Magic in the Moonlight (2014)

“All my optimism was an illusion.”

            We all want to believe there is a force greater than us guiding out destiny. We want to believe this guiding force is leading us to bigger things in life that will make us happy. I feel that this belief is what gets us through the day. I am a very broke post-grad who is working a part time job in a library. But I believe my guiding force (and other forces) will lead me to a better job one I can use my degree for and have me do fun things in life I have never done before. Some people in this world, however, are skeptical. They need to see it to believe it. With some of these skeptical people they can only see the rational. Anything that may need to be based on a faith or a guiding force they cannot see they immediately reject everything. Magic in the Moonlight takes a skeptic, makes him believe in an idea that is beyond reasoning and rational, and becomes happier person.
            Stanley (Colin Firth) is a magician who pretends to be a person from the Far East called Wei Ling Soo for his performances. He is very well known for his tricks and performances around the world. One night after a show his friend Howard comes to see him. He tells Stanley there is a family in the south of France that has become enthralled with a young American girl named Sophie Baker (Emma Baker) who claims to be a medium of sorts. This family is obsessed with her except for the older brother and sister who thing Sophie is a charlatan. Stanley has called fakes out before and gladly accepts the offer.
            Honestly, I do not even feel like writing out too much more of the story. The rest of the story is typical: Stanley starts spending time with Sophie, Sophie starts to like Stanley but he does not even notice because he is too wrapped up in himself, Stanley believes Sophie to be a real medium when he feels he cannot prove how she has her visions, then he figures her out, and then he falls in love with her. That counts as boring in my book.
            I absolutely adored Emma Stone in this. She definitely did not fit the 1920s time period, she is way too modern, but she was just really good. She did, however, fit very well in a Woody Allen movie. Colin Firth was good too but his character was so damn annoying. It was Woody Allen being played by another actor. Stanley was an annoying, self-absorbed man who kept telling everyone he was a genius and was neurotic with a lot of things. The two actors had absolutely no chemistry which made the ending of them falling in love not that great. I just could not believe them loving each other. It was not the age difference even though that was a bit weird that did make me believe their characters love for each other. I think it was the actors and their style of acting. As I said, Stone is a very modern actress. She is lose and has a big presence. Firth to me is still a good actor but he is getting to be like a curmudgeonly English man. I am sure that comes down the characters he has been playing lately as well. Ah, wait I know what it really was that was bothering me with the characters falling in love; they were totally opposite each other. Sophie was free spirited (no pun intended… or was it?) and Stanley was totally stiff and not relaxed.
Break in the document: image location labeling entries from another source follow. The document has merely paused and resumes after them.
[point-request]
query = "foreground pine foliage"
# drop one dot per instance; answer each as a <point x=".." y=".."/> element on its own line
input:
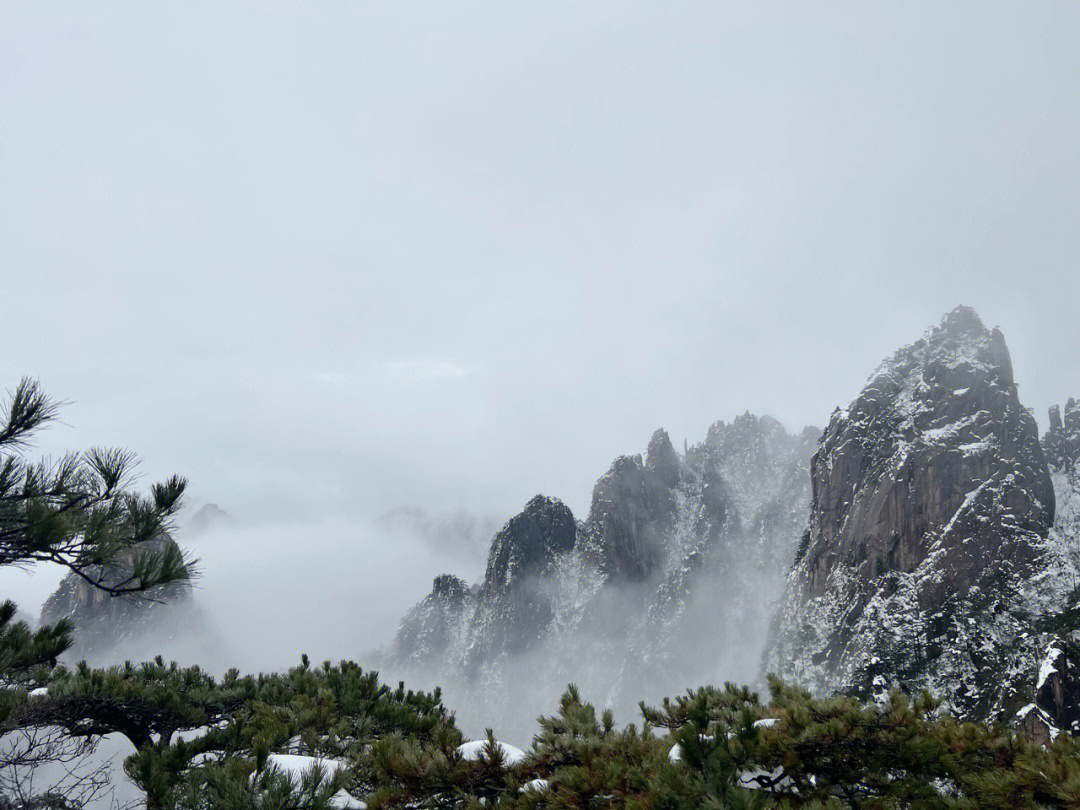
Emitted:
<point x="712" y="747"/>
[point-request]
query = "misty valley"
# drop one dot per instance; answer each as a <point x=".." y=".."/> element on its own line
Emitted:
<point x="545" y="405"/>
<point x="882" y="613"/>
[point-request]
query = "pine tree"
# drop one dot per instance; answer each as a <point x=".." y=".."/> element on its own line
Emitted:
<point x="80" y="513"/>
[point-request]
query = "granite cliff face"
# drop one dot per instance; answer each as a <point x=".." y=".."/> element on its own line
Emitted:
<point x="927" y="539"/>
<point x="104" y="624"/>
<point x="932" y="558"/>
<point x="673" y="548"/>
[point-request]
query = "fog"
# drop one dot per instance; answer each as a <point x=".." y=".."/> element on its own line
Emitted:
<point x="335" y="260"/>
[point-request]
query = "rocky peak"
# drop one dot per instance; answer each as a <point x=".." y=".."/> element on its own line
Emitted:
<point x="661" y="459"/>
<point x="527" y="545"/>
<point x="447" y="588"/>
<point x="104" y="622"/>
<point x="1056" y="703"/>
<point x="931" y="503"/>
<point x="935" y="451"/>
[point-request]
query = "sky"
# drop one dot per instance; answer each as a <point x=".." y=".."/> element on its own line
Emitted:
<point x="331" y="259"/>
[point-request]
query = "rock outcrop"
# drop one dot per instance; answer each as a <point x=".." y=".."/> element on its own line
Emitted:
<point x="632" y="511"/>
<point x="680" y="558"/>
<point x="106" y="625"/>
<point x="930" y="554"/>
<point x="1062" y="443"/>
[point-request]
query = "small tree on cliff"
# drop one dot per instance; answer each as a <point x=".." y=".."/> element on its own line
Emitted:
<point x="80" y="513"/>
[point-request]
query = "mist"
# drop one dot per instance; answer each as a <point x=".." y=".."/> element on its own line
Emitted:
<point x="363" y="272"/>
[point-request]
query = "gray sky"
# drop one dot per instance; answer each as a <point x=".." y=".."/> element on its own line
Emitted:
<point x="329" y="259"/>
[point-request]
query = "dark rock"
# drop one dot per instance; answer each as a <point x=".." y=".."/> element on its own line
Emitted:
<point x="104" y="622"/>
<point x="931" y="502"/>
<point x="1062" y="443"/>
<point x="429" y="629"/>
<point x="632" y="509"/>
<point x="528" y="544"/>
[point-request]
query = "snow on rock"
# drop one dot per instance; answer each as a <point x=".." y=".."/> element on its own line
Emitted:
<point x="472" y="751"/>
<point x="1049" y="664"/>
<point x="931" y="554"/>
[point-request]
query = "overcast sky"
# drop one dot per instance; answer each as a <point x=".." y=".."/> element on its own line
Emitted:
<point x="339" y="258"/>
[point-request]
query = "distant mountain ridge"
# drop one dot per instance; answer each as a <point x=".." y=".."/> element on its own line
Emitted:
<point x="619" y="598"/>
<point x="927" y="538"/>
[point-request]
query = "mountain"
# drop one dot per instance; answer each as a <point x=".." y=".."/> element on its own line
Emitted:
<point x="933" y="557"/>
<point x="672" y="575"/>
<point x="110" y="629"/>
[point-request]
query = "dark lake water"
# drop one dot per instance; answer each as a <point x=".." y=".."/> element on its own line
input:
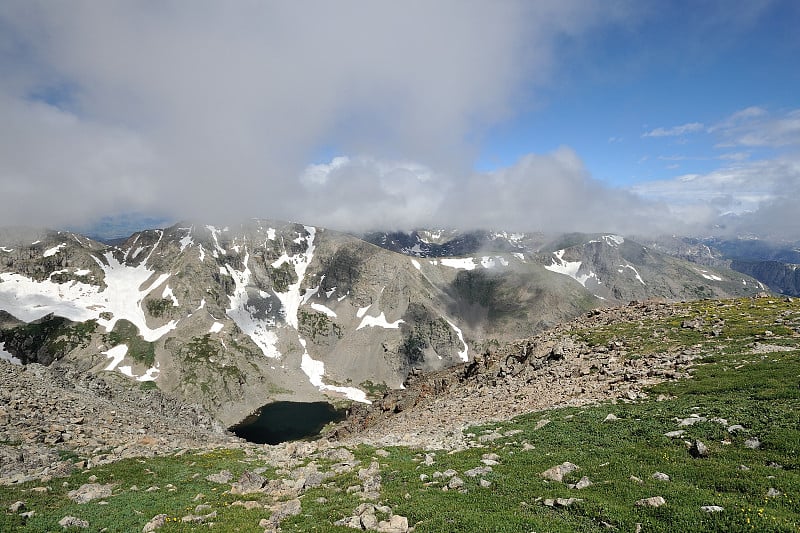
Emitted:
<point x="284" y="421"/>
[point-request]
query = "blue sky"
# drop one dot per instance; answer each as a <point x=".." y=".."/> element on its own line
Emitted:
<point x="663" y="71"/>
<point x="559" y="115"/>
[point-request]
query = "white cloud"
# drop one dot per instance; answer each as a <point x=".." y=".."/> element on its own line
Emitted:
<point x="756" y="127"/>
<point x="213" y="110"/>
<point x="763" y="195"/>
<point x="675" y="131"/>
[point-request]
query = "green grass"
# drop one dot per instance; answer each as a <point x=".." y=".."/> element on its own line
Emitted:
<point x="125" y="332"/>
<point x="760" y="391"/>
<point x="130" y="508"/>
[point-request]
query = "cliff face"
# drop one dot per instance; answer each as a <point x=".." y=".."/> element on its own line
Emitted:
<point x="780" y="277"/>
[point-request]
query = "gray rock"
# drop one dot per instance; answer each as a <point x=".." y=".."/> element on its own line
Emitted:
<point x="698" y="449"/>
<point x="690" y="421"/>
<point x="157" y="522"/>
<point x="223" y="476"/>
<point x="753" y="443"/>
<point x="455" y="482"/>
<point x="353" y="522"/>
<point x="17" y="506"/>
<point x="582" y="484"/>
<point x="654" y="501"/>
<point x="284" y="510"/>
<point x="90" y="491"/>
<point x="396" y="524"/>
<point x="477" y="471"/>
<point x="248" y="483"/>
<point x="71" y="521"/>
<point x="558" y="472"/>
<point x="368" y="520"/>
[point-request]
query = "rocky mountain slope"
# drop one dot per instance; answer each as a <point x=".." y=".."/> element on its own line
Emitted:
<point x="234" y="318"/>
<point x="716" y="451"/>
<point x="775" y="264"/>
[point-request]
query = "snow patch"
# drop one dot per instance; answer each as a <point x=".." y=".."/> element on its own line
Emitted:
<point x="116" y="354"/>
<point x="291" y="298"/>
<point x="463" y="354"/>
<point x="315" y="370"/>
<point x="380" y="322"/>
<point x="323" y="309"/>
<point x="464" y="263"/>
<point x="30" y="300"/>
<point x="491" y="262"/>
<point x="54" y="250"/>
<point x="242" y="314"/>
<point x="635" y="272"/>
<point x="187" y="239"/>
<point x="151" y="374"/>
<point x="6" y="356"/>
<point x="706" y="274"/>
<point x="167" y="293"/>
<point x="569" y="268"/>
<point x="613" y="240"/>
<point x="217" y="248"/>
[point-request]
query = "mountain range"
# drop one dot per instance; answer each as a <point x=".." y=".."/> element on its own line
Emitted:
<point x="233" y="318"/>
            Magic in the Moonlight I felt was a letdown. I really, really wanted to like it but I just could not. I liked how it was set in 1920s France but I felt that it could have been set in any time period. I would guess the setting made things feel a bit more laid back and romantic but not that much. Magic in the Moonlight was not that great but it was not terrible. I will not say to not watch it, it is worth watching at least once.

1 comment:

  1. Great review! You take the words right out of my mouth! It was a very disappointing movie and surprisingly so, since I expected some of the same tenderness and warmth as in "Midnight in Paris". Just like you, I really wanted to like this one, I just couldn't in the long run. Emma is a gem as always; she's got so much charm and spunk and you just want to see more from that girl! But you're right, she's too modern to be believable in a 1920s setup. I like Colin, despite he often plays the same type on screen, but here he was simply a pain in the butt! All that cynicism - that was clearly supposed to be funny - just became too much and the 'transformation' way too cliche! I actually hoped he didn't get the girl in the end, because, honestly, he didn't deserve her (I was about to say, he didn't deserve a girl like Emma)! And I agree, the age difference and absent chemistry didn't make it any better. It just felt so off altogether.